>>most supplements are only helping you in some way if you’re deficient in what they provide
Depends on what you mean by 'deficient'. The MDRs are mostly about avoiding short-term deficiency disease. I buy Bruce Ames' 'triage theory' (if you have enough of a nutrient for use right now, but not enough to support long-term health, your body will use that nutrient for what it needs right now, shorting the long-term process).
On top of that, nutrition is an individual thing determined by our genetics. For instance, some of us are poor methylators, so we need methyl donors in our diet - but other people don't. (My first hint: high serum homocysteine in spite of getting more than the MDR of B6.)
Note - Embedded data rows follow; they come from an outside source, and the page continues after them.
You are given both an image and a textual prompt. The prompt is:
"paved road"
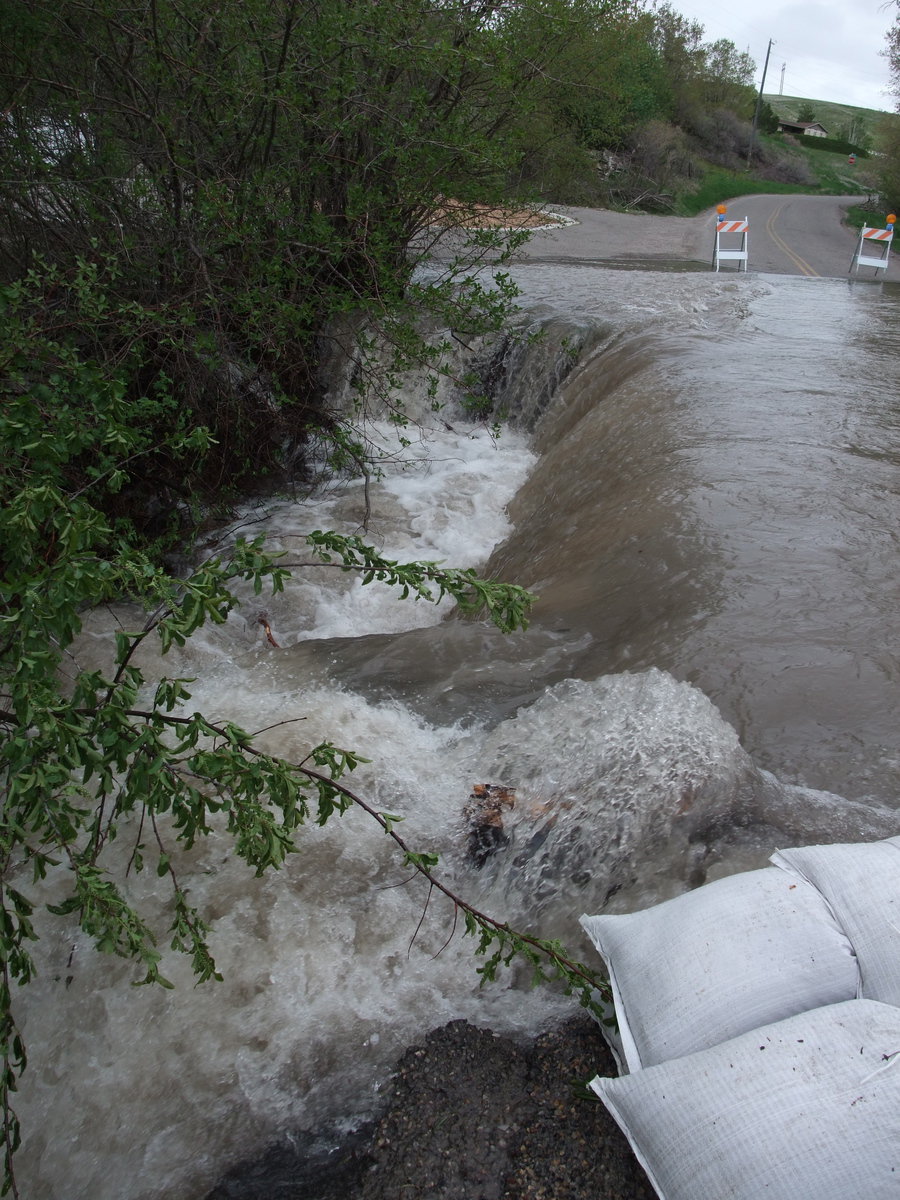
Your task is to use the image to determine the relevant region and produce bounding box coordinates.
[513,196,900,278]
[710,196,883,277]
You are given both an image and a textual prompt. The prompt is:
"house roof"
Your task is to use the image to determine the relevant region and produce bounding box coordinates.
[778,118,828,133]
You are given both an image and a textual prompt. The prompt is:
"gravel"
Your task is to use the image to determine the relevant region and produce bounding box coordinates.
[206,1016,654,1200]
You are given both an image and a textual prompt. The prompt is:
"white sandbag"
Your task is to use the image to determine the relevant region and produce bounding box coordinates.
[590,1000,900,1200]
[581,866,858,1070]
[772,836,900,1008]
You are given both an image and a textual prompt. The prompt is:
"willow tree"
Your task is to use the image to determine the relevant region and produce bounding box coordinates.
[0,0,619,1190]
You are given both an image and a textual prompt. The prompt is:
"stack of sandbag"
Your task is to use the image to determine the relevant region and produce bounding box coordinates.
[581,838,900,1200]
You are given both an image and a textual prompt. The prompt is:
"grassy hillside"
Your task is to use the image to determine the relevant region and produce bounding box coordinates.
[763,95,900,150]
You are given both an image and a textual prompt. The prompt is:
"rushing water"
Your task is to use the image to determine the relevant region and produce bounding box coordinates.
[18,265,900,1200]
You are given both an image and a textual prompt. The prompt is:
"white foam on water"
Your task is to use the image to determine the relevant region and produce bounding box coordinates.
[180,422,535,653]
[18,662,777,1200]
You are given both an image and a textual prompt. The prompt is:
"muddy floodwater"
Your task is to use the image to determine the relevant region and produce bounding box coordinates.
[18,264,900,1200]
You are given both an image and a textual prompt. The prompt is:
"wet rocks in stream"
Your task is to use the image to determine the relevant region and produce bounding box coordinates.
[206,1016,654,1200]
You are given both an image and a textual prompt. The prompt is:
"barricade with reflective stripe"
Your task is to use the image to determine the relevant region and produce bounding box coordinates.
[713,217,750,271]
[850,224,894,274]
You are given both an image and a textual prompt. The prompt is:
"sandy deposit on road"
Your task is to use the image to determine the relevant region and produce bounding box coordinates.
[513,205,715,262]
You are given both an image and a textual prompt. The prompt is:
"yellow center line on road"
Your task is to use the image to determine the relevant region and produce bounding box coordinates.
[766,204,820,278]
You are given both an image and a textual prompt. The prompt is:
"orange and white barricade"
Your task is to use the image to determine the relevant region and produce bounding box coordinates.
[850,212,896,275]
[713,216,750,271]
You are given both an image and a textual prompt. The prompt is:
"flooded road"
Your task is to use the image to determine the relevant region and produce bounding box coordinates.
[17,263,900,1200]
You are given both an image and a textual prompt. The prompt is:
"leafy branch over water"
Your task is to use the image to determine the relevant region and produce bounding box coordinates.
[0,501,605,1195]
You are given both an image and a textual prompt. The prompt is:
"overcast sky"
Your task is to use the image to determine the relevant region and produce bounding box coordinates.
[671,0,896,112]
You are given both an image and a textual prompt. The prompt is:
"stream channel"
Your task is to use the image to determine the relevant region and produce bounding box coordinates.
[17,264,900,1200]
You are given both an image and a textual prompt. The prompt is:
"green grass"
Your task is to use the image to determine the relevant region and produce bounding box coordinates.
[762,95,898,150]
[676,167,820,217]
[676,135,880,224]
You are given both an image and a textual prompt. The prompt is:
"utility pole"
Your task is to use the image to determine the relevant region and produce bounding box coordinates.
[746,38,775,170]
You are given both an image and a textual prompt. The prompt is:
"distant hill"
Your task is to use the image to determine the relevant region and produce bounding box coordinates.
[762,95,900,149]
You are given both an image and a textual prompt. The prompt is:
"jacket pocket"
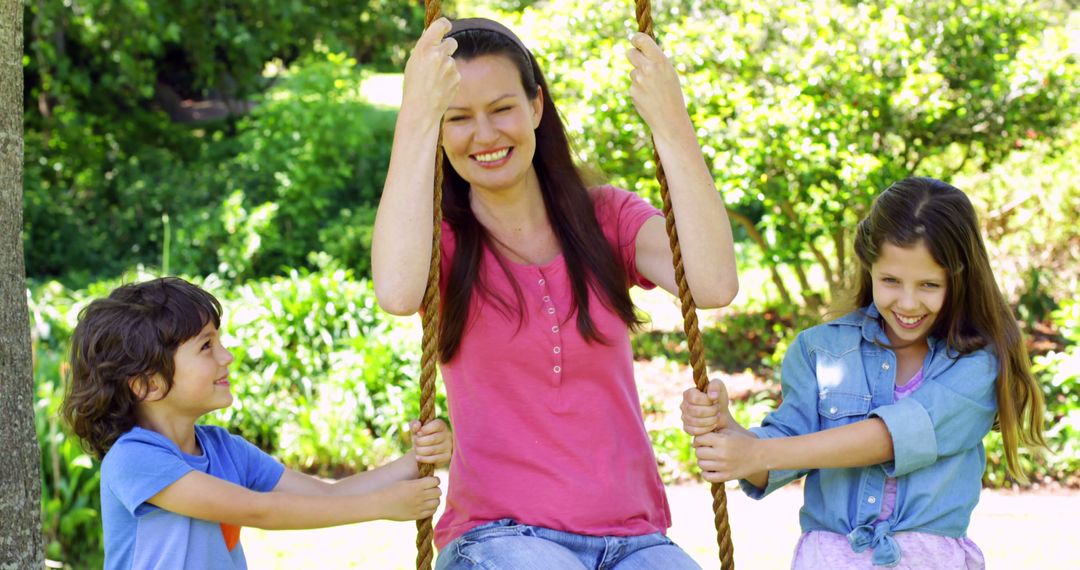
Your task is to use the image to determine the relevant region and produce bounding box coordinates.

As far as vitamin K goes, there are two variations (different side chain), and most people are probably deficient in K2 (we can make it from K1, available from chlorophyl-containing foods, but very few of us are good converters). K2 has nothing to do with good skin/hair, is more involved with osteocalcin and moving calcium from the serum and soft tissues to the bones. Osteocalcin is important for energy metabolism, so it could possibly give you more energy at work if your work involved something aerobic.
As far as ‘supplements for people over 40’, I've read clinical trials showing over-60s respond well to a combination of Glycine and N-Acetyl-Cysteine - and I've also seen trials showing that creatine can slow/reduce sarcopenia (muscle loss) in over-70s (summary here). We can produce our own creatine, but the process consumes methyl donors. As a sub-optimal methylator, I've been taking it (in much lower dose than muscle builders) just to reduce the methyl groups I need in my diet, plan to increase it eventually.
I’d also point out that researchers have been using omega-3 fatty acids to reduce serum triglyceride — high serum triglyceride with simultaneous high glucose seems to be how insulin resistance starts in skeletal muscle cells (check Gerald Shulman’s fMRI work showing the link between those and blocking GLUT4 receptors).
All that said, I don’t disagree with your point that people are being too credulous about the claims about supplements. But there is a role for at least some of them.
TL;DR: It's complicated... and there's a lot of individual variation. Also don’t believe the broad claims made about vitamins.